Hu Jintao’s PLA Personality Cult
|Our Correspondent||Jun 18, 2007|
photo by Dan Kamminga
President Hu Jintao is building a personality cult around himself in the ranks of the People’s Liberation Army so as to consolidate his status as the “core” of the Fourth-Generation leadership. Support by the generals is key to Hu’s power game, given that the 64-year-old Communist Party General Secretary has met fierce resistance in efforts to install his protégés in the Politburo Standing Committee at the crucial 17th Party Congress scheduled for October.
Hu’s game plan has always been to install at least one Fifth-Generation cadre (roughly, one born in the 1950s to early 1960s) at the PSC at the congress, which is held every five years. This is to ensure that when, according to party tradition, the president steps down at the 18th Congress in 2012, his protégé will take over the helm.
But This Year’s Batch Don’t Fly
However, diplomatic analysts in Beijing agree that the rising stars that Hu has been grooming the past few years, including the Communist Party secretaries of Liaoning and Jiangsu Provinces, respectively Li Keqiang and Li Yuanchao, lack the requisite national stature or track record to take the proverbial helicopter ride to the PSC. Liaoning’s Li, 52, a former party secretary of Henan Province, is still haunted by scandals involving thousands of Henanese peasants who caught AIDS through selling blood to unhygienic plasma-collection centers. And the reputation of Jiangsu’s Li, 57, has been dented by the recent outcry over the grossly polluted Lake Tai, which used to be a top scenic attraction in his province.
Part of the opposition to elevating Hu’s trusted lieutenants comes from the still-powerful Shanghai Faction, which is headed by ex-president Jiang Zemin and Vice-President Zeng Qinghong. The Shanghai clique’s power has been gradually diminishing since Jiang was forced in September 2004 to relinquish his last significant post, Chairman of the Central Military Commission (CMC), to Hu. However, both Jiang and Zeng, who also represents the Gang of Princelings – a reference to the sons of party elders – have retained a significant say in personnel matters to be determined at the 17th Congress.

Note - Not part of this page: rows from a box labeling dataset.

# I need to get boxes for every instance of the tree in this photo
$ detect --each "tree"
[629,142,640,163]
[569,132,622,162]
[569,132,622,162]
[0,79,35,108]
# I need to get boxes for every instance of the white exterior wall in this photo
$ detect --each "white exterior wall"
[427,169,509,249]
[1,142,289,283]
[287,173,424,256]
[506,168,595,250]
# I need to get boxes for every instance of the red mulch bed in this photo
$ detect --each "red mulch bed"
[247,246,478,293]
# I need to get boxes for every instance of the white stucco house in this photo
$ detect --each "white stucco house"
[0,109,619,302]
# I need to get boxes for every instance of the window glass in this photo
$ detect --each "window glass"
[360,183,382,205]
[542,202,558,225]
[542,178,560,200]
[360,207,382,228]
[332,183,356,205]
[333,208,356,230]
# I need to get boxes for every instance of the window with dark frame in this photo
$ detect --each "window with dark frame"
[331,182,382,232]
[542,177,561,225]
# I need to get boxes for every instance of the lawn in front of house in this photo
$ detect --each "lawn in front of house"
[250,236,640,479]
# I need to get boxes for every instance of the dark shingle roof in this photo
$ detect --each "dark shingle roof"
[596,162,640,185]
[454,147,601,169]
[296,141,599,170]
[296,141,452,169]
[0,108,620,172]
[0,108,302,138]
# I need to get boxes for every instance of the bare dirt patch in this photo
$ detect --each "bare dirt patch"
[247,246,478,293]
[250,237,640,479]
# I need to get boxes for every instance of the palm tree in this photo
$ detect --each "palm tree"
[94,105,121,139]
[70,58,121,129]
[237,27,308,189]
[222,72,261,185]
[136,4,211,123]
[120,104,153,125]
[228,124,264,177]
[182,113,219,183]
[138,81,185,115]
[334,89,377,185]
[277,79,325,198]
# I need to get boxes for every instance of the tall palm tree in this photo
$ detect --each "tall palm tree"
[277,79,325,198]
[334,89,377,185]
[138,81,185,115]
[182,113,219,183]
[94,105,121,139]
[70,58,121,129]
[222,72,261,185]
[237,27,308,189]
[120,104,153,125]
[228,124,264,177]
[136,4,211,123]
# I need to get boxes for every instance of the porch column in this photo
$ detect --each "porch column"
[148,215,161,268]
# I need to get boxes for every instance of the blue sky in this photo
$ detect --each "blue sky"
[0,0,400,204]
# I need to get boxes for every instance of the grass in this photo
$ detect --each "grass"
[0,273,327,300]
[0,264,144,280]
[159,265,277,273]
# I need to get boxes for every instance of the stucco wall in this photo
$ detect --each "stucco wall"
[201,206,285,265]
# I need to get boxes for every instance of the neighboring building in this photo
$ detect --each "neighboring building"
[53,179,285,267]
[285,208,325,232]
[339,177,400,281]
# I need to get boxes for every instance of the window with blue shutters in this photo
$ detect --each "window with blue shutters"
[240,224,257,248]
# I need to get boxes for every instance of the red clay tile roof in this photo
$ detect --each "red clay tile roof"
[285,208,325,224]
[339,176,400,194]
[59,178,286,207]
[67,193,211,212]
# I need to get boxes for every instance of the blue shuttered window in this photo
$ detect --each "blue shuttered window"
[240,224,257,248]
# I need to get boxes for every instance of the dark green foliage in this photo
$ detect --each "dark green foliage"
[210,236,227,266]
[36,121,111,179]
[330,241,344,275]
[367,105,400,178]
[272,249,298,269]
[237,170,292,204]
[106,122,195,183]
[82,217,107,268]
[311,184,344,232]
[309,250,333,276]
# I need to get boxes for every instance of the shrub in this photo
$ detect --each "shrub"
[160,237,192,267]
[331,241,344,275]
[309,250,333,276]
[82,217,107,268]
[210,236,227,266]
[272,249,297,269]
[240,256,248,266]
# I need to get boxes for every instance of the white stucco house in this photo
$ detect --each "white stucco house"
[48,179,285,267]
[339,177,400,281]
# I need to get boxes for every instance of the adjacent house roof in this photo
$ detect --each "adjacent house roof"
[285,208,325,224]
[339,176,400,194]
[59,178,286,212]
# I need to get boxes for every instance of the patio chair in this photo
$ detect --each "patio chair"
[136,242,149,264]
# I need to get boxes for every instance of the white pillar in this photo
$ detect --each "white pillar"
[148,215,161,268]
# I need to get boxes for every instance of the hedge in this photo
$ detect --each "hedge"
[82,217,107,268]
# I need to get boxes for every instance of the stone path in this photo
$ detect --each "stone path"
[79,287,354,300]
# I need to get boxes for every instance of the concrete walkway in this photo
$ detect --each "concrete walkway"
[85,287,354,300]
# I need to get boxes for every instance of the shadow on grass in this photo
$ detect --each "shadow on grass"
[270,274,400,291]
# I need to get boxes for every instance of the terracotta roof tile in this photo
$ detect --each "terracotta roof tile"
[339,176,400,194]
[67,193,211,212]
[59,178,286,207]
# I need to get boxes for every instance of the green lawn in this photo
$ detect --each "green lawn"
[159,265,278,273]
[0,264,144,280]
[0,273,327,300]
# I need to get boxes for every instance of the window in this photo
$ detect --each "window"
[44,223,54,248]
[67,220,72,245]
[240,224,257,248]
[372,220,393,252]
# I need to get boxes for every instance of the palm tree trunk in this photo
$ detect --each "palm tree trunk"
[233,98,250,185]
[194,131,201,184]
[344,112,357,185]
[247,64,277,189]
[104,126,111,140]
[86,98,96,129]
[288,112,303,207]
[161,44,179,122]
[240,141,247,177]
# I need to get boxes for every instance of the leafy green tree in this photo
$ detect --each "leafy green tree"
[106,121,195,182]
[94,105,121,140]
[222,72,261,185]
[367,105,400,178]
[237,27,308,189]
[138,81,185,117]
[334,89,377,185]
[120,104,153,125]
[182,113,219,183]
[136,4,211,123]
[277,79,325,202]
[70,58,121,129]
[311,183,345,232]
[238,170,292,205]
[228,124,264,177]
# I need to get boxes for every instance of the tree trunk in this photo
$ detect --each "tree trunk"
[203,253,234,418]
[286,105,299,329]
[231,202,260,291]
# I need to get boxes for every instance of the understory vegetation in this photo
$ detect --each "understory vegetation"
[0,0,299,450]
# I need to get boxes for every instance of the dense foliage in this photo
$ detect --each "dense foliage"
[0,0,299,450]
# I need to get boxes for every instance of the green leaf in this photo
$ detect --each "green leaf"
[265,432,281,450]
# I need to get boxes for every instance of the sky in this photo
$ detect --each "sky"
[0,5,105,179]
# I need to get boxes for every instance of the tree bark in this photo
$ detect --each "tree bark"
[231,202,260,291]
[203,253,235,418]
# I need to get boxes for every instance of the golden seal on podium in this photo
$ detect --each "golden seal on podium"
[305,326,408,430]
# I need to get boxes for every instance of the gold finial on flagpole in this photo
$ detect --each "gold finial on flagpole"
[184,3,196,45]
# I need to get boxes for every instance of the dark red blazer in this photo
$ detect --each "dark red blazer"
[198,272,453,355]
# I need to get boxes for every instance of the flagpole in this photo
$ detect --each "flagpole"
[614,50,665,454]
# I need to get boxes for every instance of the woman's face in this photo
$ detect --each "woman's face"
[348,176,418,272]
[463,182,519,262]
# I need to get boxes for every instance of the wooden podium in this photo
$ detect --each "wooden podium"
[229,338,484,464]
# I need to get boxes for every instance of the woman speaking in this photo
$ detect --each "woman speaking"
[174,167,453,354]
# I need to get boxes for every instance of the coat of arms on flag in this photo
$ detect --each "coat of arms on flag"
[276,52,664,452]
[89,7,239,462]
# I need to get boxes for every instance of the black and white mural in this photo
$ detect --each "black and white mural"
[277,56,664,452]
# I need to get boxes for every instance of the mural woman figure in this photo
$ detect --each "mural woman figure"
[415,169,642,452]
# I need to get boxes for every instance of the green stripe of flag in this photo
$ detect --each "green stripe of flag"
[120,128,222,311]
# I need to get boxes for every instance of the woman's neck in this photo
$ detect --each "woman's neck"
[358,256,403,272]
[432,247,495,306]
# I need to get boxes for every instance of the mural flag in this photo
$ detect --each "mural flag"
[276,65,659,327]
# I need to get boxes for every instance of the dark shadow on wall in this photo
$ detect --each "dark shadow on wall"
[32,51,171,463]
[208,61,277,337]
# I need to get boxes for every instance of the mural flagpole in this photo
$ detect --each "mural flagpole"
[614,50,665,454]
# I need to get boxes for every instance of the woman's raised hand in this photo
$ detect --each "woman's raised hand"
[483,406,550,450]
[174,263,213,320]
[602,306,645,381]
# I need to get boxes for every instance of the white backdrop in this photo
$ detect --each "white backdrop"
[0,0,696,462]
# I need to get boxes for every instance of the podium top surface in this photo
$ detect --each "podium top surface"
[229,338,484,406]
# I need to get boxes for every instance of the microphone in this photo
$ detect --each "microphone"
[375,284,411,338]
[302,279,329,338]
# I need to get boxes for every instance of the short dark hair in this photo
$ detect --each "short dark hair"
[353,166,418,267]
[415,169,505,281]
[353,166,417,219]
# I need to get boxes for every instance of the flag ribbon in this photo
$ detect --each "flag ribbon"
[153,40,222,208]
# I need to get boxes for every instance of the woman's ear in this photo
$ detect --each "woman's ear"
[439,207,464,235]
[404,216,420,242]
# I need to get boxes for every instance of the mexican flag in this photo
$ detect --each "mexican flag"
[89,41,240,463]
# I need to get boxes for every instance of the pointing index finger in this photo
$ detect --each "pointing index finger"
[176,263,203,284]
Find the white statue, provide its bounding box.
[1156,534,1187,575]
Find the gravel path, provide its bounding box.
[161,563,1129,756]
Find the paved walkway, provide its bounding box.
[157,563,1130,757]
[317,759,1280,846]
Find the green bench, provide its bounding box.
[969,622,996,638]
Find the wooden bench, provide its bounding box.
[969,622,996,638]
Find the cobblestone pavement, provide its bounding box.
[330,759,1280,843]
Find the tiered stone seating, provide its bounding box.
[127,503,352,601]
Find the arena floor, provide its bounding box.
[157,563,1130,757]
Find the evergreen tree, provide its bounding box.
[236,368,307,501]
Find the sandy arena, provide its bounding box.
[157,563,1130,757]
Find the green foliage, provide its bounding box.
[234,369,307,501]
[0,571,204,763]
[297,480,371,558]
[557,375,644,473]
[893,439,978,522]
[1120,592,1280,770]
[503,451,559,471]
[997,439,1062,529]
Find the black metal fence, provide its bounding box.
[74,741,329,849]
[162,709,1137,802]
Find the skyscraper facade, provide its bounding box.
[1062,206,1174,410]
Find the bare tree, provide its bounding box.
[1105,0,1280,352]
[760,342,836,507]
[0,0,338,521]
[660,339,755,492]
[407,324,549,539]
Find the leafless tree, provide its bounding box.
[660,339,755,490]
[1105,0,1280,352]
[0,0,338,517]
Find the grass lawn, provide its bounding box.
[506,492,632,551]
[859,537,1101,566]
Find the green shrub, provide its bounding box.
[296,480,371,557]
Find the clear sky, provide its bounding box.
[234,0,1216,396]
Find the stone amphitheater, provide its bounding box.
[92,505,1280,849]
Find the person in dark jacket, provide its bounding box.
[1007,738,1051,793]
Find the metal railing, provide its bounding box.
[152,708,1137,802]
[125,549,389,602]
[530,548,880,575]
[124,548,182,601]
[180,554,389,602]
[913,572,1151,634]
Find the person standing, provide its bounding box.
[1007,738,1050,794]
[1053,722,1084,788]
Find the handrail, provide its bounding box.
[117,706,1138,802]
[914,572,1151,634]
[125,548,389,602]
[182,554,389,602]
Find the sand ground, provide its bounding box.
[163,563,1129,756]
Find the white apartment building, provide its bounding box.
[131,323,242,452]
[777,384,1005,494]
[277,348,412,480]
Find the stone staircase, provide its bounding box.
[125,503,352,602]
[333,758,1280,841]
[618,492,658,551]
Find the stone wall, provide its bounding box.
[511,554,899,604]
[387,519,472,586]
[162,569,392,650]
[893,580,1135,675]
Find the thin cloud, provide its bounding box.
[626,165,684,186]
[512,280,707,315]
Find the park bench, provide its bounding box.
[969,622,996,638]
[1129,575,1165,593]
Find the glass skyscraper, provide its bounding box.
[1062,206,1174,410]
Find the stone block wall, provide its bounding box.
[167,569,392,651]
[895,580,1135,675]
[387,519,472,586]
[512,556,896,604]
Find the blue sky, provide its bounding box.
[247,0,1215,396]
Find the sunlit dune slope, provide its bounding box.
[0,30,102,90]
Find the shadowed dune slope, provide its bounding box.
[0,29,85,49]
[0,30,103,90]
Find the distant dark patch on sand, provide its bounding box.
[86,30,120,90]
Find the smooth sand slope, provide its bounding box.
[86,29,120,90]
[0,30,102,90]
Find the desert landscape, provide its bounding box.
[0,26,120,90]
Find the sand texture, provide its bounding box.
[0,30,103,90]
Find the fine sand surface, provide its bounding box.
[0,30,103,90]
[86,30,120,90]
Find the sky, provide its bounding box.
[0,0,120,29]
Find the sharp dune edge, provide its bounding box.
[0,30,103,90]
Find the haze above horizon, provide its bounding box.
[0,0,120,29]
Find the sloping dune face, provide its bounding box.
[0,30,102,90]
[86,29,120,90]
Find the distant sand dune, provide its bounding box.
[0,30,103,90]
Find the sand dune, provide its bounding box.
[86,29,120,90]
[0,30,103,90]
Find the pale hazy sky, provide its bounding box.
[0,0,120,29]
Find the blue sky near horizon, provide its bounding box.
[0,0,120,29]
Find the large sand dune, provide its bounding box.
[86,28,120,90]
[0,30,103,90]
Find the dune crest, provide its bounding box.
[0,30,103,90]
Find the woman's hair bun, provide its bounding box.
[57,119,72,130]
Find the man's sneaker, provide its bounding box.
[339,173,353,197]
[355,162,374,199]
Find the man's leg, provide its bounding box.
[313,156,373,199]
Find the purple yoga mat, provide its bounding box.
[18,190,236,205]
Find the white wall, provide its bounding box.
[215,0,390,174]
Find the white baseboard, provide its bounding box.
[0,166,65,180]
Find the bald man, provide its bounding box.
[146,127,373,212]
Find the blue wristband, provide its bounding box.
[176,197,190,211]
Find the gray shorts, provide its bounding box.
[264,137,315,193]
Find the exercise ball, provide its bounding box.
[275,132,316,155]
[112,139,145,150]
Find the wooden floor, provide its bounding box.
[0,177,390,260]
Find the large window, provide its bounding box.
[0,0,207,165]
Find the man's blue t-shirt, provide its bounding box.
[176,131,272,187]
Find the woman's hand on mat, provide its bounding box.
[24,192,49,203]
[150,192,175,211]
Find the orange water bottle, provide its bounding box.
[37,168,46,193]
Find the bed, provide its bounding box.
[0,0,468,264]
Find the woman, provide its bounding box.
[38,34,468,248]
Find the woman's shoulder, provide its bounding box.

A Beijing source familiar with the thinking of the Hu camp said that Hu had a trump card that could be used to prevail upon the Shanghai Faction, as well as other cliques that might put up obstacles to his plan for succession. Despite his lack of charisma, the president is the only PSC member who has day-to-day control over the PLA, which has always enjoyed a special place in the polity. Since becoming the equivalent of commander-in-chief in 2004, Hu has successfully bought the support of the top brass through granting the forces big budget increases as well as raising officers’ salaries, perks and retirement benefits. In return, the generals seem amenable to helping Hu consolidate his status as undisputed supremo in the party, government and army.
The Generals Applaud Politely
For the past year, the generals have been forthcoming with their praise for the “military acumen” and “far-sighted guidance” of Chairman Hu. His instruction that the PLA “must be able to win information-enabled warfare under new situations in the new era” has become the motto for the 2.4 million strong armed forces. More such dictums and aphorisms by Hu have been circulated by the party and army media in the past month.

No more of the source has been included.